Mauthner cells and the startle reflex
When a sudden sound, touch, or light stimulus triggers one Mauthner cell, it usually leads to a C-start on the opposite side of the body. A fast network of inhibitory neurons ensures only one Mauthner cell fires. This makes the C-start a unilateral, all-or-nothing response because its consequences are very powerful.
How fast it is
The Mauthner cell responds incredibly quickly: about 5–10 milliseconds from stimulus to the Mauthner cell firing, and roughly 2 milliseconds from that firing to a muscle contraction. In many senses, the Mauthner cell is one of the fastest motor neurons in the nervous system.
More than just a fast escape
Although the Mauthner cell is often called a model “command neuron,” the full story is more complex.

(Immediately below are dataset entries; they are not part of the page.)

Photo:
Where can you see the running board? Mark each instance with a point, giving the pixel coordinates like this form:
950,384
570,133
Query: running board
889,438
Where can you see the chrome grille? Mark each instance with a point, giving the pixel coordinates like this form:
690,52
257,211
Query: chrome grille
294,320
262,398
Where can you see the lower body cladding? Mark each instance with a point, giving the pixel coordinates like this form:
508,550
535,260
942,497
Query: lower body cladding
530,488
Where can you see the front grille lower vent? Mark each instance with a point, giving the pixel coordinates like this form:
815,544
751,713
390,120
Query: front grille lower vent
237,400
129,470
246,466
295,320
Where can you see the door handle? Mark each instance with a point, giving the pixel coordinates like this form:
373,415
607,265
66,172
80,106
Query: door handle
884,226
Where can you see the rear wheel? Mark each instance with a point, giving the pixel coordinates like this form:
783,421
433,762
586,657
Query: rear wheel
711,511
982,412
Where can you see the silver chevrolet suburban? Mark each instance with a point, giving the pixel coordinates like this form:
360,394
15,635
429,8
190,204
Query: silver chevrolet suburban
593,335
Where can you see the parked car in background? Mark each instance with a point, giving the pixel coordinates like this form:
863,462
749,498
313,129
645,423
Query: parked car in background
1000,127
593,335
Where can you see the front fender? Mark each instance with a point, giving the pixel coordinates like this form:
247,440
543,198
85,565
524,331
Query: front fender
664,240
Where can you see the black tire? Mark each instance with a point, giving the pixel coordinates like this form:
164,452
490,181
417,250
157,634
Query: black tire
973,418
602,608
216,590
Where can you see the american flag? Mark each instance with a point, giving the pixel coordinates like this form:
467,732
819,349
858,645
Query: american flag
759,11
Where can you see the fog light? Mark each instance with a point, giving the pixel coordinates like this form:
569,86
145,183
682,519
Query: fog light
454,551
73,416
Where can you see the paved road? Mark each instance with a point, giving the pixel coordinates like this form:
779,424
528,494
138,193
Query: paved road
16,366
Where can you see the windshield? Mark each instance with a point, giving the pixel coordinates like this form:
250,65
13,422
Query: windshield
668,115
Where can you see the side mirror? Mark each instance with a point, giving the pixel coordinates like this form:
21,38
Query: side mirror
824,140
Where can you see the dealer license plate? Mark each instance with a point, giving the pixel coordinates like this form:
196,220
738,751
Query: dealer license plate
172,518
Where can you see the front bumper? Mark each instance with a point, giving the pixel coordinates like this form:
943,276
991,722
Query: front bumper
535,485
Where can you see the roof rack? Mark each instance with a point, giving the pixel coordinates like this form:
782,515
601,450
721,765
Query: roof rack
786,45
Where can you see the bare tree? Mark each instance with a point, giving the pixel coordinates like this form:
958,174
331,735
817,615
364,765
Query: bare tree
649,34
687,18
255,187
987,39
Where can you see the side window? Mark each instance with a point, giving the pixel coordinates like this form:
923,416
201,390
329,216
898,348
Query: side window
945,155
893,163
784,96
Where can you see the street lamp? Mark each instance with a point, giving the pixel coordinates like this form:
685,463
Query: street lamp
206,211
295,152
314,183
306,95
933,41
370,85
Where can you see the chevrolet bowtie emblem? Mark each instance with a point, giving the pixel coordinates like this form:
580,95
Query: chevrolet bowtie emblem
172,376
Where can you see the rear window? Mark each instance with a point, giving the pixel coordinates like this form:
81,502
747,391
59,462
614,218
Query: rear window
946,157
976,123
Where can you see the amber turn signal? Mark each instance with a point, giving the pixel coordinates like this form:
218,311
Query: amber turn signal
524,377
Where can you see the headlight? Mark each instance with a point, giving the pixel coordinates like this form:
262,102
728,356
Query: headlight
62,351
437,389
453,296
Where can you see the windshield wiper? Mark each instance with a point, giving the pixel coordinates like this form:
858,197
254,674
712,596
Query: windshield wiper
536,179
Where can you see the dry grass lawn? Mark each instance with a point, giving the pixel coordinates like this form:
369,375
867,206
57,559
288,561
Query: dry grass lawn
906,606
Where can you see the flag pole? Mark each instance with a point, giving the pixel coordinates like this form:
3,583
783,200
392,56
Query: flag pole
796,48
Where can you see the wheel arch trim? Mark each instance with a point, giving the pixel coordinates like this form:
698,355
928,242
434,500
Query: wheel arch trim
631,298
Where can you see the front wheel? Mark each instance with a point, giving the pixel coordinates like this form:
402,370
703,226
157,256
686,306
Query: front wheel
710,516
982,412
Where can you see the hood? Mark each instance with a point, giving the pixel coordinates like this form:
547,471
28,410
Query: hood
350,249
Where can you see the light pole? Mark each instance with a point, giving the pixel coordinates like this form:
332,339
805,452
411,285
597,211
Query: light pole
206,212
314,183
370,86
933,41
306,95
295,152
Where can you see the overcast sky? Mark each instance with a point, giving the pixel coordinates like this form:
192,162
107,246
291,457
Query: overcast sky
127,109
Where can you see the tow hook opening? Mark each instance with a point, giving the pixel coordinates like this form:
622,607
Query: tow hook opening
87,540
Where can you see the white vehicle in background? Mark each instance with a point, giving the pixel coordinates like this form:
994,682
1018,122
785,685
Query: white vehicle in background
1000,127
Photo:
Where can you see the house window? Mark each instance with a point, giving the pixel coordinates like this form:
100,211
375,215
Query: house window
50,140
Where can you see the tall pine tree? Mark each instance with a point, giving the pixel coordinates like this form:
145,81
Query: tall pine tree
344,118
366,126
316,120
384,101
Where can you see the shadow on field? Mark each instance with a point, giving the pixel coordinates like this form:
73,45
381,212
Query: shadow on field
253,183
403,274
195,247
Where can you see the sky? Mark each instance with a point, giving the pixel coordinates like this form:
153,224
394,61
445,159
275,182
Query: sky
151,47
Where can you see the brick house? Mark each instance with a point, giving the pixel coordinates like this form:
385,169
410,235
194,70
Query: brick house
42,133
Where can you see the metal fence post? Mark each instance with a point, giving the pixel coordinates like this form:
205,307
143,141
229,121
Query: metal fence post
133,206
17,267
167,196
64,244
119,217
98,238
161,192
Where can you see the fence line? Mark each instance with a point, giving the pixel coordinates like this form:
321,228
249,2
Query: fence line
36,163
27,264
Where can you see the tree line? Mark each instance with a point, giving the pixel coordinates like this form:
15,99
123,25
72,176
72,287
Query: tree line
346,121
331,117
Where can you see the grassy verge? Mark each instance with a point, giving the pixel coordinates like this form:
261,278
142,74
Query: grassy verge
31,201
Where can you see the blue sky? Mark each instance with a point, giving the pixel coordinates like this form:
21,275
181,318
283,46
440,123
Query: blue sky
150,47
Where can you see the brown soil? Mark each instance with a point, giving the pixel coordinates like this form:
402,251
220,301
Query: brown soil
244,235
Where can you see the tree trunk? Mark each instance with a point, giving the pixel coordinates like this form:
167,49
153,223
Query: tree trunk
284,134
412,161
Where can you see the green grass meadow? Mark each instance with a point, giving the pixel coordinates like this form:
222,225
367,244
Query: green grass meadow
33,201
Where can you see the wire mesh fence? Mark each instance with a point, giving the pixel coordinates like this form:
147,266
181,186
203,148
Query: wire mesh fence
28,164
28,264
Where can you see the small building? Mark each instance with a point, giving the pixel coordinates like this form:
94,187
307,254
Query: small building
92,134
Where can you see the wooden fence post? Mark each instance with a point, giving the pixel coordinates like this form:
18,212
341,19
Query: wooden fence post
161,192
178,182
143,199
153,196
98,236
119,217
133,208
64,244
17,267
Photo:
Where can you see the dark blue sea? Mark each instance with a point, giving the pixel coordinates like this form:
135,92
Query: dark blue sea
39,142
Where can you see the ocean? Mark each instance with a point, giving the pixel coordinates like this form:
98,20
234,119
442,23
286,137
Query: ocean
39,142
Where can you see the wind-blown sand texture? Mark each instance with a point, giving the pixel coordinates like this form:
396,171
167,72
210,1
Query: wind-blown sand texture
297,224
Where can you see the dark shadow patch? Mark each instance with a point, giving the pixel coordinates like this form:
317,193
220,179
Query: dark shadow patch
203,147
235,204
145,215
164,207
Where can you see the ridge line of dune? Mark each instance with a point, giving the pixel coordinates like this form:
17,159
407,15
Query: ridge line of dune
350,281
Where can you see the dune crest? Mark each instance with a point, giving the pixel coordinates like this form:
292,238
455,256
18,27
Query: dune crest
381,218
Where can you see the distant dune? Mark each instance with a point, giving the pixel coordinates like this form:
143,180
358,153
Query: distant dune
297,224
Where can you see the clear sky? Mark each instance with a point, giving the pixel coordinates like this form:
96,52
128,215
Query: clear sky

A whole network of reticulospinal neurons works with the Mauthner cell to shape the exact direction and angle of the escape. In some species, other reticulospinal neurons (like MiD2cm and MiD3cm in certain hindbrain regions) respond to the same stimulus and influence the turn angle, sometimes producing longer-latency C-starts than those driven by the M-authner cell alone.
The circuit behind the reflex
The Mauthner cell sends signals down the spine to activate the muscles on one side while suppressing the opposite side. It excites large motor neurons directly and, more slowly, smaller motor neurons on the same side. It also activates inhibitory interneurons that suppress competing signals on both sides. This rapid pattern makes one side contract quickly while the other relaxes.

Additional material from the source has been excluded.